Muhyiddin, who led a delegation that visited Xinjiang in February, said his group was not allowed to talk freely to locals during the tour of what he described as a vocational training center.
“The Chinese government insists the Uyghurs are terrorists, radicals and separatists, but we should not make sweeping generalizations like that,” he said.
“They have different definitions. If you wear a headscarf in public, you are radical. It’s a violation of human rights but according to China it’s not because it’s in their constitution,” he said.
Muhyiddin said the group did not witness a detention camp during the visit.
“But looking at the activities and policies, I can see that there’s a lot of persecution carried out by China against the Uyghur people,” he said.
No ‘megaphone diplomacy,’ foreign ministry spokesman says
Teuku Faizasyah, a spokesman for the Ministry of Foreign Affairs, said Indonesia did not engage in “megaphone diplomacy” with China over the Uyghur issue but had made its stance known by summoning the Chinese ambassador in Jakarta for clarification earlier this year.

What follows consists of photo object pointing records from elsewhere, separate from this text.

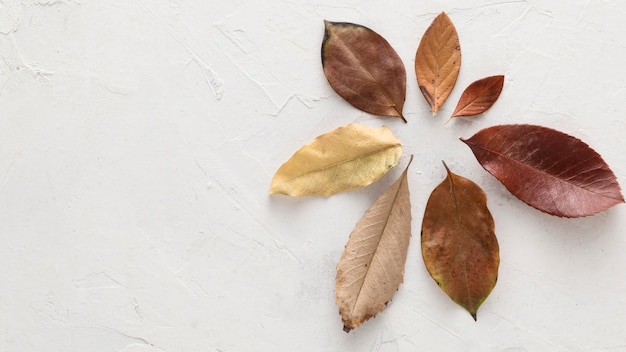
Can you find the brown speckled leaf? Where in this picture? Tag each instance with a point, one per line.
(547, 169)
(459, 246)
(344, 159)
(364, 69)
(438, 61)
(372, 265)
(479, 96)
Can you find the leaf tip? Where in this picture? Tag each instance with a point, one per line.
(446, 166)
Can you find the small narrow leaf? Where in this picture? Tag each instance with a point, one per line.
(459, 246)
(344, 159)
(547, 169)
(364, 69)
(479, 96)
(438, 61)
(372, 265)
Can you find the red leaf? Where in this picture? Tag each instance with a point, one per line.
(479, 96)
(547, 169)
(364, 69)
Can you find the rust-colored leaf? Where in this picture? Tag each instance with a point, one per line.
(364, 69)
(438, 61)
(479, 96)
(344, 159)
(372, 265)
(547, 169)
(459, 246)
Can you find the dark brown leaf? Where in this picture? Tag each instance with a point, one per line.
(479, 96)
(547, 169)
(364, 69)
(372, 265)
(438, 61)
(459, 246)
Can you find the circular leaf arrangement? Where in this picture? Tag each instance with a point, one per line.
(549, 170)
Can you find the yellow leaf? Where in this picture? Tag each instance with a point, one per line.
(344, 159)
(372, 265)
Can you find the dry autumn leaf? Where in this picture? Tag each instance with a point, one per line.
(344, 159)
(438, 61)
(372, 265)
(547, 169)
(479, 96)
(459, 246)
(364, 69)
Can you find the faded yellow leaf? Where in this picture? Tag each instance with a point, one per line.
(344, 159)
(372, 265)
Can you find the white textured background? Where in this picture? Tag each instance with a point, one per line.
(138, 140)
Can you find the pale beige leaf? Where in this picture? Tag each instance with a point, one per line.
(344, 159)
(372, 265)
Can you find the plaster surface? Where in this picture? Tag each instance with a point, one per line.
(138, 140)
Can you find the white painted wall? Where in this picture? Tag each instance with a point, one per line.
(138, 140)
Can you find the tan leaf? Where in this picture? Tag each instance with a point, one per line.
(372, 265)
(438, 61)
(479, 96)
(459, 245)
(364, 69)
(344, 159)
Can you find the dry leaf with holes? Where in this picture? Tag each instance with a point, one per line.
(372, 265)
(438, 61)
(364, 69)
(547, 169)
(479, 96)
(344, 159)
(459, 245)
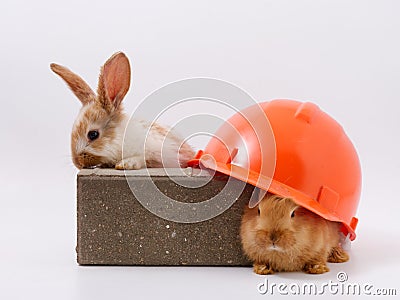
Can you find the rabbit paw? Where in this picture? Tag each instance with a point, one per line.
(338, 255)
(262, 269)
(130, 163)
(315, 268)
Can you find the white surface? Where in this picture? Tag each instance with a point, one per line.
(342, 55)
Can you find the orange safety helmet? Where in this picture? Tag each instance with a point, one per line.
(298, 152)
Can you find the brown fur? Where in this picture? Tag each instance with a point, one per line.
(304, 242)
(105, 111)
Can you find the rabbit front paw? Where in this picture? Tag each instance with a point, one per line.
(130, 163)
(262, 269)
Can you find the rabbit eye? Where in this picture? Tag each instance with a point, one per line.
(93, 134)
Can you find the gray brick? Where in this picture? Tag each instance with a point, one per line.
(115, 229)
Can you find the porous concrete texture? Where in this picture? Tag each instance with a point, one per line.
(114, 228)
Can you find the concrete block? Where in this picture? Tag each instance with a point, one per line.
(114, 228)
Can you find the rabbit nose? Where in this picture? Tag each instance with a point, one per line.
(273, 237)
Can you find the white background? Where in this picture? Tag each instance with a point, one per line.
(342, 55)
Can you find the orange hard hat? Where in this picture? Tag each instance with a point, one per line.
(291, 149)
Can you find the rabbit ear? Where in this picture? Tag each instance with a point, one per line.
(114, 80)
(78, 86)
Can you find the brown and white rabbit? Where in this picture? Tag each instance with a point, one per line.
(97, 138)
(278, 235)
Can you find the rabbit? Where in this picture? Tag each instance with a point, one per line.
(97, 138)
(278, 235)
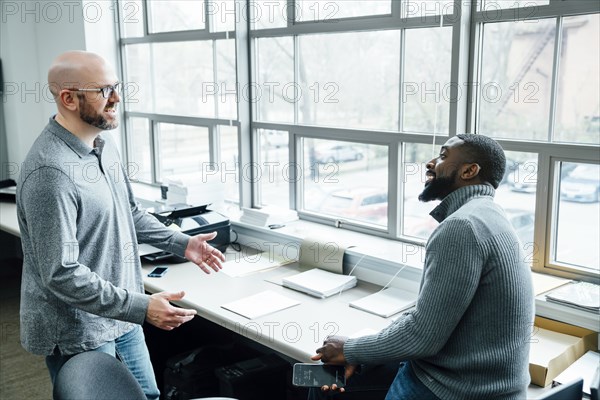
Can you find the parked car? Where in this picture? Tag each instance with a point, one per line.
(363, 203)
(582, 184)
(523, 177)
(275, 139)
(523, 221)
(337, 153)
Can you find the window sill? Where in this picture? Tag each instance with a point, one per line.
(374, 259)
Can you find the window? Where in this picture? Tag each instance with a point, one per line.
(181, 100)
(537, 74)
(334, 108)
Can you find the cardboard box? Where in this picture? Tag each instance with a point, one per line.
(554, 346)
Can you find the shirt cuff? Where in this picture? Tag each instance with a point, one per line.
(138, 308)
(179, 243)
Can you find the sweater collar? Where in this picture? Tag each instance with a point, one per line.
(80, 148)
(458, 198)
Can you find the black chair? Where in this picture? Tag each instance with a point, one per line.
(94, 375)
(569, 391)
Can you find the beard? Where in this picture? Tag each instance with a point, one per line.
(89, 115)
(438, 188)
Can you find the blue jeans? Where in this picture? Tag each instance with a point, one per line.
(131, 350)
(388, 381)
(407, 386)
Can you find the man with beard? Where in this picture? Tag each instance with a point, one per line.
(82, 280)
(468, 335)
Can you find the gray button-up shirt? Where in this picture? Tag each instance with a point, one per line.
(80, 225)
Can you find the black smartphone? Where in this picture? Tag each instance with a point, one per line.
(158, 272)
(317, 375)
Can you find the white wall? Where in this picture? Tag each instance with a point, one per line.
(32, 34)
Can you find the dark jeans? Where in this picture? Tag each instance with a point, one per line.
(390, 381)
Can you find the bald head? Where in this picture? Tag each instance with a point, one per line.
(79, 69)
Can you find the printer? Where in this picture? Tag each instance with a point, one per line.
(193, 221)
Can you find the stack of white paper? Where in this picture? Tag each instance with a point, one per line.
(195, 189)
(268, 216)
(386, 303)
(319, 283)
(582, 295)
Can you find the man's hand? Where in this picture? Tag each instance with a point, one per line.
(332, 352)
(203, 254)
(163, 315)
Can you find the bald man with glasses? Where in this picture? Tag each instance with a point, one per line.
(80, 226)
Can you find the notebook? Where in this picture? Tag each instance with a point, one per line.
(326, 277)
(387, 302)
(319, 283)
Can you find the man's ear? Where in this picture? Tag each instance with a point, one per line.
(67, 100)
(469, 171)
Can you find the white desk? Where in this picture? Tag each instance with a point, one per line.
(8, 218)
(296, 332)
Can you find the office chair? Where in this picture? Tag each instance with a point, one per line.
(94, 375)
(569, 391)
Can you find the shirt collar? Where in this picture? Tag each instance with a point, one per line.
(80, 148)
(460, 197)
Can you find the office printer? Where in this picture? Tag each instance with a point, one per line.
(193, 221)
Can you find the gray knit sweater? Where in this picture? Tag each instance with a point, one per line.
(80, 225)
(468, 336)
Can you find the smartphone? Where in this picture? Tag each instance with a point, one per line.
(158, 272)
(317, 375)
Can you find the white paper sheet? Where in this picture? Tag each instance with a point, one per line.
(260, 304)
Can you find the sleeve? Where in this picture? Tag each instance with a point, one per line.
(453, 266)
(151, 231)
(49, 202)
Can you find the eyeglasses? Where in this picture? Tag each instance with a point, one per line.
(106, 91)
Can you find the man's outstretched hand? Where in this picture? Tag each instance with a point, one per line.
(203, 254)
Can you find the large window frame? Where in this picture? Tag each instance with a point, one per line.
(466, 23)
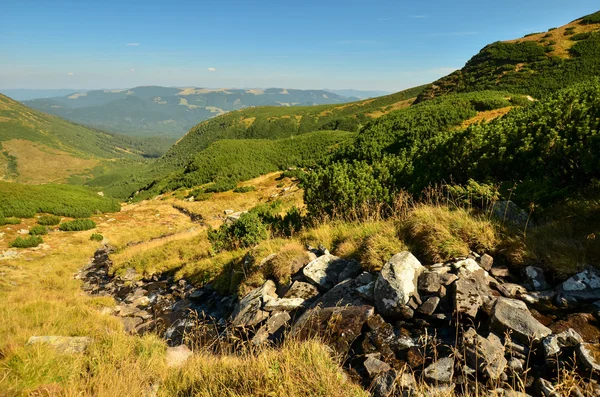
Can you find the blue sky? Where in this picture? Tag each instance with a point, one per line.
(376, 44)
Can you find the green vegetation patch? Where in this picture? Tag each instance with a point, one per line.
(77, 225)
(27, 242)
(26, 200)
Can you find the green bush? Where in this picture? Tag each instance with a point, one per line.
(27, 242)
(77, 225)
(244, 189)
(49, 220)
(245, 232)
(38, 230)
(9, 221)
(96, 237)
(591, 19)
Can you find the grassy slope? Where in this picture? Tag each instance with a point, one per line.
(282, 122)
(242, 159)
(40, 148)
(536, 65)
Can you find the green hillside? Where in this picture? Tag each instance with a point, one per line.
(40, 148)
(536, 65)
(228, 161)
(275, 123)
(169, 111)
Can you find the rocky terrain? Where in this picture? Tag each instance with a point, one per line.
(462, 325)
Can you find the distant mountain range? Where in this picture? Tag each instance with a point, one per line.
(170, 111)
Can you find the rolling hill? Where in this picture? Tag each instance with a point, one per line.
(169, 111)
(537, 64)
(40, 148)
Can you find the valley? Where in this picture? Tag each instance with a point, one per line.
(439, 241)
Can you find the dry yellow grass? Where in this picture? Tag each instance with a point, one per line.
(38, 163)
(563, 43)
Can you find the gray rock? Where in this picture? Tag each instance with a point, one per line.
(397, 283)
(384, 384)
(589, 356)
(429, 306)
(582, 288)
(328, 270)
(470, 293)
(273, 327)
(511, 315)
(300, 289)
(440, 371)
(486, 262)
(178, 355)
(535, 279)
(486, 355)
(367, 291)
(283, 304)
(374, 366)
(63, 344)
(248, 311)
(554, 343)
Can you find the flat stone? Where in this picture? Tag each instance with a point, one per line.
(284, 304)
(63, 344)
(272, 328)
(397, 283)
(486, 262)
(177, 356)
(429, 306)
(248, 311)
(338, 326)
(328, 270)
(486, 355)
(375, 367)
(440, 371)
(535, 278)
(511, 315)
(300, 289)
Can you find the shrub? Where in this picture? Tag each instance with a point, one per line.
(27, 242)
(9, 221)
(244, 189)
(244, 232)
(77, 225)
(49, 220)
(38, 230)
(96, 237)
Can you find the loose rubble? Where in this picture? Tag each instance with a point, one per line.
(451, 324)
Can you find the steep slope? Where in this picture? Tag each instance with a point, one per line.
(275, 123)
(40, 148)
(152, 110)
(536, 65)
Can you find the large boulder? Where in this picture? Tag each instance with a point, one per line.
(329, 270)
(249, 311)
(511, 315)
(397, 283)
(486, 355)
(582, 288)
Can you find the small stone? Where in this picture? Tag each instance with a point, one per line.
(63, 344)
(284, 304)
(486, 262)
(429, 306)
(375, 366)
(178, 355)
(441, 371)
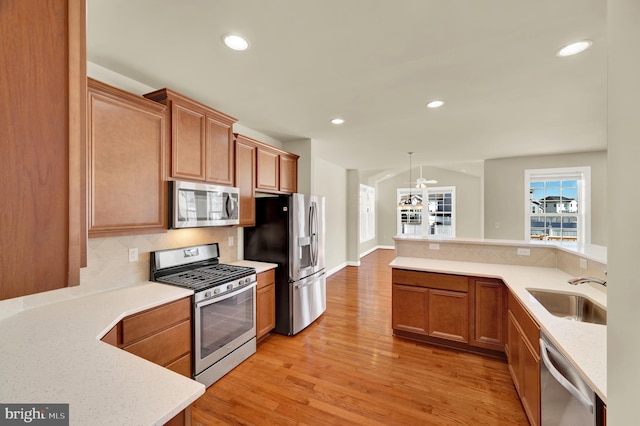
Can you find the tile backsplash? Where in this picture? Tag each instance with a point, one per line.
(108, 263)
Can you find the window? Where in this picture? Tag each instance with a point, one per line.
(557, 205)
(434, 215)
(367, 213)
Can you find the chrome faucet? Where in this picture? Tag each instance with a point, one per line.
(582, 280)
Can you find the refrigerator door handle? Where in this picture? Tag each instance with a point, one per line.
(309, 282)
(313, 229)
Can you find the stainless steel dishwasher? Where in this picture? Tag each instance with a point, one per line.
(566, 399)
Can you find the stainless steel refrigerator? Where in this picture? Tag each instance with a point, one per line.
(290, 231)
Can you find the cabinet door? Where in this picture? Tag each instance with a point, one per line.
(188, 143)
(410, 309)
(288, 173)
(267, 170)
(220, 160)
(489, 311)
(530, 390)
(514, 343)
(126, 147)
(449, 315)
(245, 180)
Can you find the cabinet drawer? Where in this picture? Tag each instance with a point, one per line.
(266, 278)
(181, 365)
(163, 347)
(431, 280)
(138, 326)
(528, 325)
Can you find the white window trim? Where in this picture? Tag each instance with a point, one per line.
(425, 197)
(368, 193)
(583, 174)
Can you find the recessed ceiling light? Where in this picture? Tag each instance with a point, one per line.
(235, 42)
(574, 48)
(435, 104)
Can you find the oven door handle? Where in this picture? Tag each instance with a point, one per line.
(207, 302)
(545, 350)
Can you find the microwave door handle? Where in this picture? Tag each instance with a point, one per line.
(227, 205)
(544, 352)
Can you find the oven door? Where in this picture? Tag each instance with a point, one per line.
(223, 324)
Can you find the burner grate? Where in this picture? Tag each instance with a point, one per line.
(206, 276)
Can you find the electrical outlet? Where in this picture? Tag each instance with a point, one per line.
(133, 255)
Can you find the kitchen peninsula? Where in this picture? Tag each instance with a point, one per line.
(523, 265)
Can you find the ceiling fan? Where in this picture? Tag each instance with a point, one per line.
(422, 182)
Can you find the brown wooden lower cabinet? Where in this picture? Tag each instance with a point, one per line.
(161, 335)
(265, 303)
(456, 310)
(471, 313)
(489, 326)
(524, 358)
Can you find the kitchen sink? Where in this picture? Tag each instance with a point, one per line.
(571, 306)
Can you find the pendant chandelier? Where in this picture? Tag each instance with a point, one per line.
(412, 201)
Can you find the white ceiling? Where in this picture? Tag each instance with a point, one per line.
(376, 64)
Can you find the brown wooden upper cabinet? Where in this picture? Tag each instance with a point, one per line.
(43, 98)
(126, 158)
(276, 170)
(245, 178)
(202, 147)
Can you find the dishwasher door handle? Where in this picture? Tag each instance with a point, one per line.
(544, 351)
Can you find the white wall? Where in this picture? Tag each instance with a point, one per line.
(468, 201)
(504, 197)
(623, 344)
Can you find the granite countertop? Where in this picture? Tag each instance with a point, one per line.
(53, 354)
(589, 251)
(584, 344)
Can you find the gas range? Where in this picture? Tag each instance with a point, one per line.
(224, 309)
(197, 268)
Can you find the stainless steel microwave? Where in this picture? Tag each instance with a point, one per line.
(199, 205)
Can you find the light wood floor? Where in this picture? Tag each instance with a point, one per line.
(347, 368)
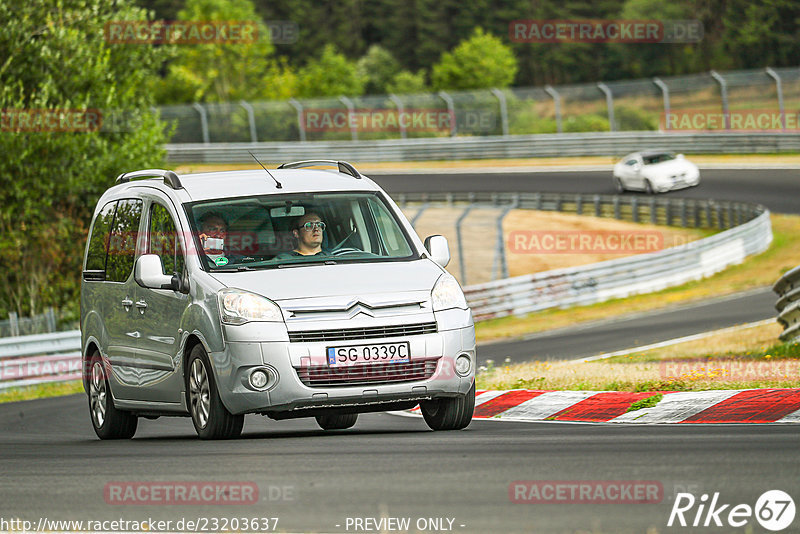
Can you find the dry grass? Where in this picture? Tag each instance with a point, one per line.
(758, 271)
(741, 359)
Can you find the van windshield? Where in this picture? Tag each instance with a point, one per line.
(269, 231)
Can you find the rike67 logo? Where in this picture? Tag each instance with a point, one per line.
(774, 510)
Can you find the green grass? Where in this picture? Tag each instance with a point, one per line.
(649, 402)
(41, 391)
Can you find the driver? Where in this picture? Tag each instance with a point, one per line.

“We do things behind the scenes, engage in constructive discussions with friend countries, with nothing in mind but trying to find common views. If we talk too much publicly there will be a deficit of trust, so it’s more harmful,” he told BenarNews last week.
A report in June by the Jakarta-based Institute for Policy Analysis of Conflict (IPAC) had said Indonesia was reluctant to speak out on the Uyghur issue because the nation rejected interfering in China’s affairs.
“The Indonesian government by and large sees the Uyghur crackdown as a legitimate response to separatism, and it will no more interfere in China’s ‘domestic affairs’ than it would accept Chinese suggestions for how it should deal with Papua,” IPAC said, referring to a long-running conflict in far eastern Indonesia, for which Jakarta has been repeatedly accused of committing rights abuses.
The fact that China is Indonesia’s largest trading partner and second largest investor adds to its reluctance to speak out, IPAC said.
Though Beijing initially denied the existence of internment camps, China has tried to change the discussion, describing the facilities as “boarding schools” that provide vocational training for Uyghurs, discourage radicalization and help protect the country from terrorism.
Reporting by RFA's Uyghur Service and other media organizations, however, has shown that those in the camps are detained against their will. They are also subjected to political indoctrination, routinely face rough treatment at the hands of their overseers, and endure poor diets and unhygienic conditions in the often overcrowded facilities.
Reported by BenarNews, an RFA-affiliated online news service.